GroundSight: Augmenting Vision-Language Models with Grounding Information and De-hallucination
Xinxi Chen, Tianyang Chen, Lijia Hong
TL;DR
GroundSight presents a retrieval-augmented VQA framework that injects text-grounded region localization to focus visual search on objects relevant to the question, thereby reducing background noise and hallucinations. It introduces a four-stage IoU-guided fine-tuning regime to empower LVLMs to ground bounding boxes from natural language prompts, and leverages Grounding DINO or other ROIs to crop images before retrieval. A de-hallucination module conditioned on question type significantly lowers erroneous outputs, and a 0.75 CLIP threshold helps prune irrelevant search results.
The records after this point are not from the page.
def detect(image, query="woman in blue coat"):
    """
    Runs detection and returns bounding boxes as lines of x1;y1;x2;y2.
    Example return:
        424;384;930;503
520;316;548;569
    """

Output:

Together, these components yield improved end-to-end performance on a real-world, multi-domain VQA dataset, with GroundSight achieving the best truthfulness and reduced hallucination compared to ablations, albeit with trade-offs in inference time and reproducibility.
Abstract
We propose a method to improve Visual Question Answering (VQA) with Retrieval-Augmented Generation (RAG) by introducing text-grounded object localization. Rather than retrieving information based on the entire image, our approach enables the model to generate a bounding box around the object most relevant to the question, allowing for targeted image cropping and focused retrieval. This reduces background noise, improves alignment between visual and textual cues, and helps mitigate hallucinations. Our RAG method enhances context-aware VQA responses increased the accuracy from 22.19% to 25.64%, with an absolute increase of 3.45 percentage points, compared to the baseline Llama-3.2-Vision-11B agent. We also proposed a de-hallucination method based on question type which can effectively reduce the hallucination rate from 65.79% to 13.88% and improves the truthfulness score.